Meeting & Engaging God’s People Where They Are
September 19, 2022
By Deacon Timothy Siburg
Throughout the gospels Jesus shows up where the people are. He goes and finds them, and joins them. Meeting them where they are at, and accompanying them amid their day or journey, out in the experiences and realities of daily life. Whether it be out along the street, in a marketplace, along the riverside, on a boat, or in a tax collector’s home, Jesus shows up. And we are called to do likewise.
Now if your experience in your congregation is like mine, some two and a half years since the start of the pandemic, you might be wondering how to engage people that for whatever reason won’t be in person on Sunday mornings to be engaged? It’s a question I hear a lot. So if you are wondering it or asking it, first of all know that you are not alone.
This question though, if asked with a discipleship mindset, is an opportunity. It’s an opportunity to experiment. To try something new. To pivot. To innovate. To lean into the Holy Spirit’s invitation to meet God’s people where they are at, even if that might not be the most typical or traditional of spaces. This isn’t to say that you need to change everything you are doing, or to “throw out the baby with the bathwater” so to speak. But perhaps in your context there are ways that you might try something new to meet people who are a part of your faith community and larger community in new ways and perhaps even on their terms?
Most congregations at this point have discerned some way to provide an online and/or hybrid worship experience. But how might such an offering be a way to engage rather than to just broadcast and communicate one direction? How might you intentionally connect with those joining worship from home or their cabin or elsewhere, near or far, and provide prayer, conversation, and support? These are some of the questions that the Nebraska Synod Outreach Table is currently researching and wrestling with. Stay tuned to an upcoming edition of the E-news where we will share best practices for digital and hybrid ministry now. But that’s not all.
Trying Something New with Discipleship
Perhaps you have noticed that Sunday School, Confirmation, or Faith Formation in your context isn’t the same or flat out isn’t working anymore? Congregations that have faced this reality have invited new possibilities and experiments. Many have begun engaging in discipleship building through cross+generational means and opportunities, like by providing Sunday School or Faith Formation or Discipleship for all ages in a new way. Ideas for this are regularly shared and generated by the Nebraska Synod 4G Network, “Growing God’s Generous Generations.” Check out the website and their presence on Facebook for more.

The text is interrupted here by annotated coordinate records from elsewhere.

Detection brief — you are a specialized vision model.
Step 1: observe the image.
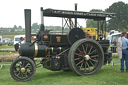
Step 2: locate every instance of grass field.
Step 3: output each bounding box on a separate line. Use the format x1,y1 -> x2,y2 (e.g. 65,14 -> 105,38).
0,59 -> 128,85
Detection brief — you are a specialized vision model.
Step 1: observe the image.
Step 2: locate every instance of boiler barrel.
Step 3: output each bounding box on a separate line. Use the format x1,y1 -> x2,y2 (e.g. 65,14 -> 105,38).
19,43 -> 62,57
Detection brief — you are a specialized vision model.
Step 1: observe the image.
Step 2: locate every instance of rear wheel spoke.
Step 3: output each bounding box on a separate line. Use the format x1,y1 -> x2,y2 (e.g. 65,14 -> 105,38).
90,55 -> 98,58
75,53 -> 82,56
86,62 -> 90,71
82,44 -> 86,54
80,62 -> 84,69
89,60 -> 95,67
88,46 -> 93,54
89,50 -> 96,55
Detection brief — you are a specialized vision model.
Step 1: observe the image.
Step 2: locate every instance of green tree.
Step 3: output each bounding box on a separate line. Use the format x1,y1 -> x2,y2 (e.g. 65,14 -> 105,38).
13,25 -> 17,29
106,1 -> 128,31
86,9 -> 103,28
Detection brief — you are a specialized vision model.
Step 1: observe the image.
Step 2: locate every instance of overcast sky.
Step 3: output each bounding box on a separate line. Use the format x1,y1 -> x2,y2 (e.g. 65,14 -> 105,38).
0,0 -> 128,27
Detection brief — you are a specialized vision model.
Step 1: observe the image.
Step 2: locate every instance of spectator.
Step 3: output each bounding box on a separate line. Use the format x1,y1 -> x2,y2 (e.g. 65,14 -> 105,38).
118,32 -> 128,72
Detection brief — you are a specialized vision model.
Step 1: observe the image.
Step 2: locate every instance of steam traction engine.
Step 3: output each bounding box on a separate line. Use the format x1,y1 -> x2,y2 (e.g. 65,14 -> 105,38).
10,5 -> 115,81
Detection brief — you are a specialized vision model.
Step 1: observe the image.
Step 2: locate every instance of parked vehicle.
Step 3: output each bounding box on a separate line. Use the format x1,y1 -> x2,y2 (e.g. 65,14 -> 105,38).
2,38 -> 14,45
10,5 -> 115,81
109,33 -> 121,44
0,36 -> 2,46
107,30 -> 120,40
13,35 -> 25,45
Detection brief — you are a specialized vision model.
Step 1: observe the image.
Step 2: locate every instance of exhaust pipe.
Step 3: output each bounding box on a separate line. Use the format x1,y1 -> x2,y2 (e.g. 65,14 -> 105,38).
40,7 -> 45,31
24,9 -> 31,43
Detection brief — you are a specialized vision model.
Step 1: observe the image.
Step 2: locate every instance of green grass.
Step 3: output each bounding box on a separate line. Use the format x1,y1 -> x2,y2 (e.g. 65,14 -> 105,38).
0,45 -> 14,49
0,59 -> 128,85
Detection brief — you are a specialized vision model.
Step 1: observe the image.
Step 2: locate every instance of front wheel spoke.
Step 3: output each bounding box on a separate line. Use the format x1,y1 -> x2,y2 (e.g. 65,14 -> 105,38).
90,59 -> 98,63
89,50 -> 96,55
89,60 -> 95,67
74,58 -> 81,60
16,71 -> 21,76
76,60 -> 84,66
75,53 -> 82,57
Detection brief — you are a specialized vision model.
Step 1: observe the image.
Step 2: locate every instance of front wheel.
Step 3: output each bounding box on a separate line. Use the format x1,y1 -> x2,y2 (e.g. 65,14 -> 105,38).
10,57 -> 36,81
68,39 -> 104,76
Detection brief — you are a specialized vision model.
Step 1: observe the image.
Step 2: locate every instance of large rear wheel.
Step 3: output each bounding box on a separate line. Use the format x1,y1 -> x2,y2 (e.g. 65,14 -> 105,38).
68,39 -> 104,75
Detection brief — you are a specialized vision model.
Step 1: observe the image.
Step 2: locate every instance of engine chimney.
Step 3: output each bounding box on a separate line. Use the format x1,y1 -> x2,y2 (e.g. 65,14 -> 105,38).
24,9 -> 31,43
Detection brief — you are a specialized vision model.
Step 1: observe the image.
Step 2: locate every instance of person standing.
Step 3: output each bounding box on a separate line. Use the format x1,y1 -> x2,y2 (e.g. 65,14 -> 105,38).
18,37 -> 24,44
118,32 -> 128,72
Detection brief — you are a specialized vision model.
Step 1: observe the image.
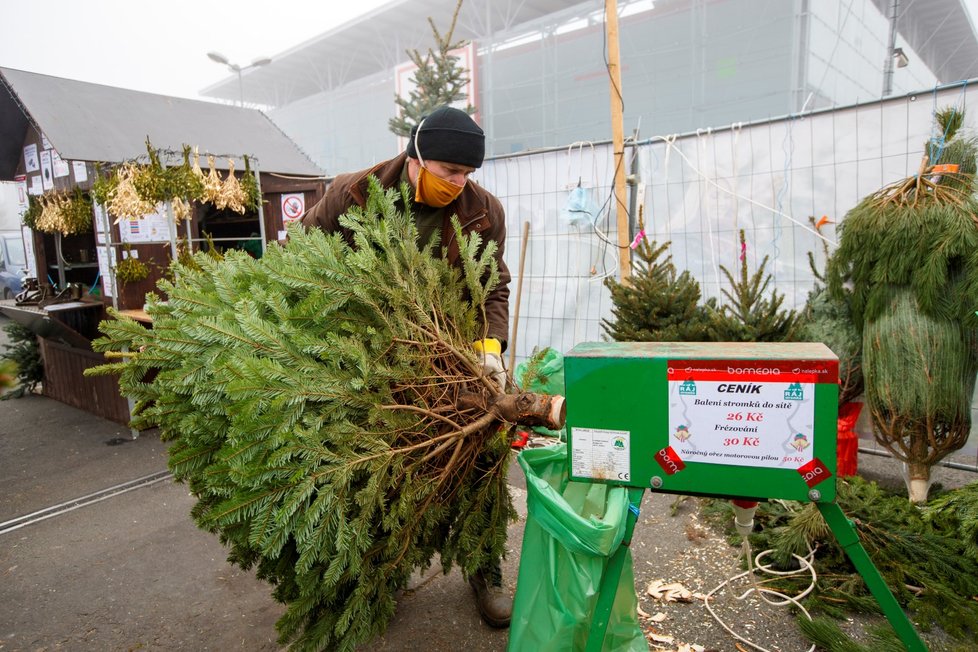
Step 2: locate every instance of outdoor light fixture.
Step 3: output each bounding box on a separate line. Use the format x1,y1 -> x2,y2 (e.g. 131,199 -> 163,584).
207,51 -> 272,106
893,48 -> 910,68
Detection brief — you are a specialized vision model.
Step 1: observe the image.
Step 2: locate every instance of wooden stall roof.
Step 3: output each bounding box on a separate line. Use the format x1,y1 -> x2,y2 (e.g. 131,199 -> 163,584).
0,68 -> 322,181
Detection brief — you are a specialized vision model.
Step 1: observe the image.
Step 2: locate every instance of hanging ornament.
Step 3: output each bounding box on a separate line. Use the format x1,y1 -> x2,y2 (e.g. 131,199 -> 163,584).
106,163 -> 156,224
204,155 -> 223,204
171,197 -> 193,223
215,159 -> 247,213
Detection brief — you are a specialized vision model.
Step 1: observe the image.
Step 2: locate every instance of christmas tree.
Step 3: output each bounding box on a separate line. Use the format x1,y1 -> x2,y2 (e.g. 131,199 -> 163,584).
86,179 -> 559,650
710,229 -> 798,342
829,109 -> 978,502
602,228 -> 712,342
388,0 -> 475,138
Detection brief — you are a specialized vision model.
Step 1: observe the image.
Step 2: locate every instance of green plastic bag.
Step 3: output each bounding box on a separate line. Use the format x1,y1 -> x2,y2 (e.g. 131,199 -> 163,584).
506,444 -> 649,652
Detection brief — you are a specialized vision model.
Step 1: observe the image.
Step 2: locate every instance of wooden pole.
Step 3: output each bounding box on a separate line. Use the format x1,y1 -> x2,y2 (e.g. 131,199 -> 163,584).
604,0 -> 632,281
509,222 -> 530,373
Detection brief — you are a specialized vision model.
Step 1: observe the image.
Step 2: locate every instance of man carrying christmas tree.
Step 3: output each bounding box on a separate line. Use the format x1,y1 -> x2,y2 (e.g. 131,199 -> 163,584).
302,106 -> 512,627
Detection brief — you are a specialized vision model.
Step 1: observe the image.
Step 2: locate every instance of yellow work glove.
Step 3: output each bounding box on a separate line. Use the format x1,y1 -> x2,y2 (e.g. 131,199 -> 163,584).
472,337 -> 506,391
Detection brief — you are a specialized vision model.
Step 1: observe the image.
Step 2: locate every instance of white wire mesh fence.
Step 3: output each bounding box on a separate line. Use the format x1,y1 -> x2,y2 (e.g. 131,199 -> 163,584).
477,83 -> 978,464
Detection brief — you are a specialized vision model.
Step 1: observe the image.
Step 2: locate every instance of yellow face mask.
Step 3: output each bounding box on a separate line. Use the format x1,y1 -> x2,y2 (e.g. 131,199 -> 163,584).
414,120 -> 465,208
414,164 -> 465,208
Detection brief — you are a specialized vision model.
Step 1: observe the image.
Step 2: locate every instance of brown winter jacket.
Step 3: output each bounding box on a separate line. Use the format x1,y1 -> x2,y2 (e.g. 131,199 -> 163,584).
302,153 -> 510,350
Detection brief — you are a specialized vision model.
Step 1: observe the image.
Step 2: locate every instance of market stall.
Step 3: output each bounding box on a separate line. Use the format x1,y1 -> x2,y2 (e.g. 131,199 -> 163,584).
0,68 -> 325,423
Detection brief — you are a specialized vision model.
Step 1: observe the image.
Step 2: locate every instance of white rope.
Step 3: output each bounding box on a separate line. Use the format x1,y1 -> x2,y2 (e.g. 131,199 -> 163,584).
655,136 -> 839,246
703,537 -> 817,652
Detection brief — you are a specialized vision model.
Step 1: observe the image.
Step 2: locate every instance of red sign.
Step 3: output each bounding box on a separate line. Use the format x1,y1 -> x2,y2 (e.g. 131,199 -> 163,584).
655,446 -> 686,475
798,457 -> 832,488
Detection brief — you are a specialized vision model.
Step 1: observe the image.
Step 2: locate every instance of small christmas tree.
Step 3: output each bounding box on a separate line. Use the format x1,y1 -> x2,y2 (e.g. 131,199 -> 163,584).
87,179 -> 559,650
388,0 -> 475,138
711,229 -> 798,342
602,228 -> 712,342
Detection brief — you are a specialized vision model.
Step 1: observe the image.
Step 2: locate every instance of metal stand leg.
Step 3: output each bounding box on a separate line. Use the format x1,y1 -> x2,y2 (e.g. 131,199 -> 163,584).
815,503 -> 927,652
586,488 -> 645,652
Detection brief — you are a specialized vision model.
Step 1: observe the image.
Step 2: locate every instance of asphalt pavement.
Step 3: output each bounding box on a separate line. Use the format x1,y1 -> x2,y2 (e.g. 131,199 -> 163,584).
0,319 -> 975,652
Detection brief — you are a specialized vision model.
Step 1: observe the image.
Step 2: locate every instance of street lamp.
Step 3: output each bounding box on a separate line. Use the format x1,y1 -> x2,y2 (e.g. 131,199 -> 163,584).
207,52 -> 272,106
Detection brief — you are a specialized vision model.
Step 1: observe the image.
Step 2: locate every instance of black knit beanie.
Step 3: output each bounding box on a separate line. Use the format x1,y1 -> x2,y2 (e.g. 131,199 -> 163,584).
407,106 -> 486,168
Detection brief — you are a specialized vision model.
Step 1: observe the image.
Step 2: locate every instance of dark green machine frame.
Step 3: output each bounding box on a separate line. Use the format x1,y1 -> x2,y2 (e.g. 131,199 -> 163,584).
564,342 -> 927,652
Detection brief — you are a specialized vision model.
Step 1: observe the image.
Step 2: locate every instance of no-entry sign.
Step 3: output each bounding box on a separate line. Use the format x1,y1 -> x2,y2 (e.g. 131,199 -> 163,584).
282,193 -> 306,224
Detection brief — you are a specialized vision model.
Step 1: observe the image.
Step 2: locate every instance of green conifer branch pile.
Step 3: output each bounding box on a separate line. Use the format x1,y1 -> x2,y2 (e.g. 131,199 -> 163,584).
707,476 -> 978,641
88,179 -> 514,650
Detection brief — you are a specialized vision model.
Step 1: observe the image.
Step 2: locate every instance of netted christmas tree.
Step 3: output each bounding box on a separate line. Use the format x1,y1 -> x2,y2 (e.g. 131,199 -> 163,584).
601,226 -> 712,342
86,179 -> 559,650
388,0 -> 475,138
829,109 -> 978,502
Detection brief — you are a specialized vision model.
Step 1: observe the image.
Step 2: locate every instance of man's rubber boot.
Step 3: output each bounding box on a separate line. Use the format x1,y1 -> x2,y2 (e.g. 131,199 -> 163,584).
469,564 -> 513,629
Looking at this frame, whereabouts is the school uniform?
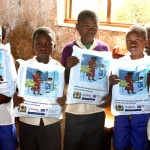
[61,38,109,150]
[19,56,61,150]
[0,44,18,150]
[113,53,150,150]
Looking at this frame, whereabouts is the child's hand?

I have been moved especially by hearing about disciples and leaders from congregations who have decided that because youth and young adults are too busy to be able to attend a normal Sunday School, they are meeting them before or after their soccer practice at the soccer field or at the football stadium before or after a high-school football game for brief Bible Study and “highs and lows” check-ins. This is yet another way that some congregations have pivoted to embody the presence of Jesus showing up in the world where God’s people are at.
Showing Up in Daily Life
Now that fall is here, perhaps your congregation might enjoy some kind of vocational visits? Where a ministry leader or leaders from your congregation go to visit disciples and members of your faith community where they are in the community- not necessarily at home, but perhaps if they are comfortable at their place of work. For farmers, how about jumping in a combine for some conversation during the long days of harvest. For teachers, how about showing up early with coffee or some sort of sign of appreciation to start the day off on the right foot.
Whatever one’s vocations are, engaging in this way provides an opportunity to remember that discipleship is a daily thing not just reserved for Sunday mornings in a church building. It’s a daily life thing. To show up in this way might provide a tangible blessing, that could serve as an opportunity for a congregation to more deeply reflect on who it is, who its community is, and what God might be up to. It also would be an easy way for the larger community to see that this church practices what it preaches- by showing up and being with God’s people, no questions asked, as signs of God’s love.
These are just a few ideas for engaging God’s people where they are at. I’m sure you have many more, and perhaps these have sparked more ideas for you. If so, or if you have a story to share about anything like this, we want to hear from you! Please share your story or ideas with me by sending an email to firstname.lastname@example.org so that in a future article we can share more, but also to create and provide a new resource of ideas and best practices for engaging God’s people here and now. It would be a gift to the whole church to share these ideas as we continue to walk together, and I would be grateful for your partnership in this effort.
Go out, show up, be with, and join in with God, and see what happens!